Carpe Diem

Carpe diem es una expresiónn de raíces latinas que fue concebida por el poeta romano Horacio. Su traducción literal otorga relevancia a la frase “cosecha el día”, cuyo contenido alienta a aprovechar el momento presente sin esperar el futuro, o dicho de otro modo “pensando en ahora, y no en lo que pueda suceder después”

Sobre vivir el día a día, sin tener en cuenta el pasado ni el futuro se puede escribir un libro dedicado exclusivamente a este tema, porque para mí es una las patas más sólidas que sustenta la felicidad. Todos tenemos claro que debemos pasar página de hechos pasados que han sido causa de  dolor, pero la realidad es que en la práctica es muy difícil “aparcarlos”. Lo mismo ocurre con la ansiedad que provoca la imaginación de escenarios futuros ante una situación problemática. Hay que reconocer, igualmente, que ese afán de regodearse en esos pensamientos “negativos”, lo mismo que hacen los cerdos en la mierda, tiene un efecto demoledor quienes  los  padecen. Hay que estar muy atento para detectar cuando alguna de lo que yo llamo “garrapata emocional negativa” se instala en tu pensamiento y tener un sistema para expulsarla lo antes posible. Consiste en ocupar tu mente en otra cosa hasta que la “garrapata emocional negativa” desaparece, bien sea cantar, repetir una frase muchas veces, hablar con otra persona, cualquier cosa vale.

Hay una reflexión  preciosa  que  define  perfectamente  la idea del “Carpe Diem”, la cual reproduzco a continuación:

 

El tren de la vida

La vida es como un viaje en  un tren,  con  sus  estaciones, sus cambios de vías, sus accidentes. Al  nacer  nos  subimos  al tren y nos encontramos con nuestros padres, y creemos que siempre viajaran a nuestro lado,  pero  en alguna  estación  ellos se bajaran dejándonos en el viaje solos.

De la misma forma se subirán otras personas, serán significativas: nuestros hermanos, amigos, hijos y hasta el amor de nuestra vida.
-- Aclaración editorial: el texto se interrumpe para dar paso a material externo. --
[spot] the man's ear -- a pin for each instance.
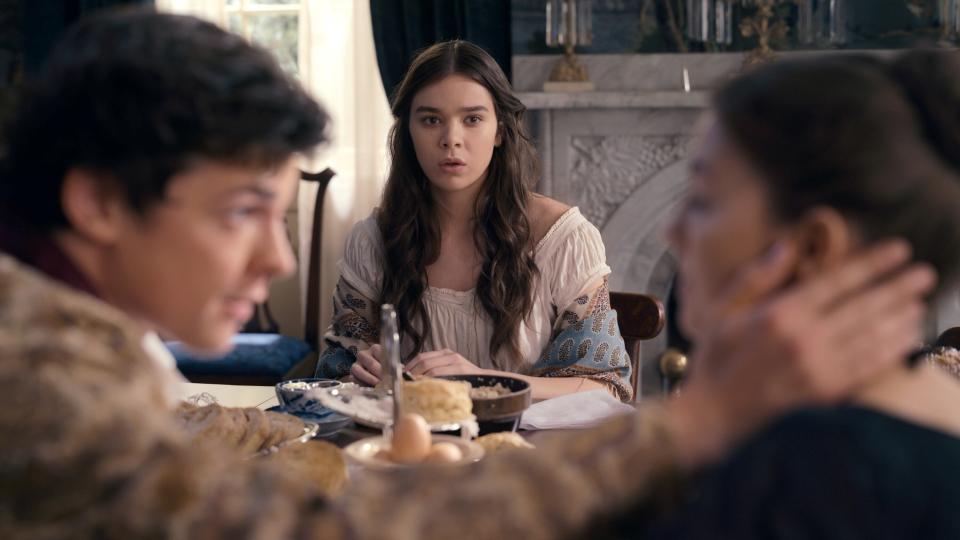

Muchos bajaran y  dejaran  un  vacío permanente.

Otros pasan tan desapercibidos que ni nos damos cuenta que desocuparon sus asientos. Este viaje estará lleno de alegrías, tristezas, fantasías, esperas y despedidas.

El éxito consiste en tener una buena relación con todos los pasajeros, en dar lo mejor de nosotros.

El gran misterio para todos, es que no sabemos en qué estación nos bajaremos, por eso, debemos vivir de la mejor manera, amar, perdonar, ofrecer lo mejor de nosotros. Así, cuando llegue el momento de desembarcar y quede nuestro asiento vacío, dejemos bonitos recuerdos a los que continúan viajando en el tren de la vida.

Te deseo que el viaje en tu tren para el año que viene sea mejor cada día, cosechando éxitos y dando mucho amor. Ah, les doy las gracias por ser pasajeros de mi tren.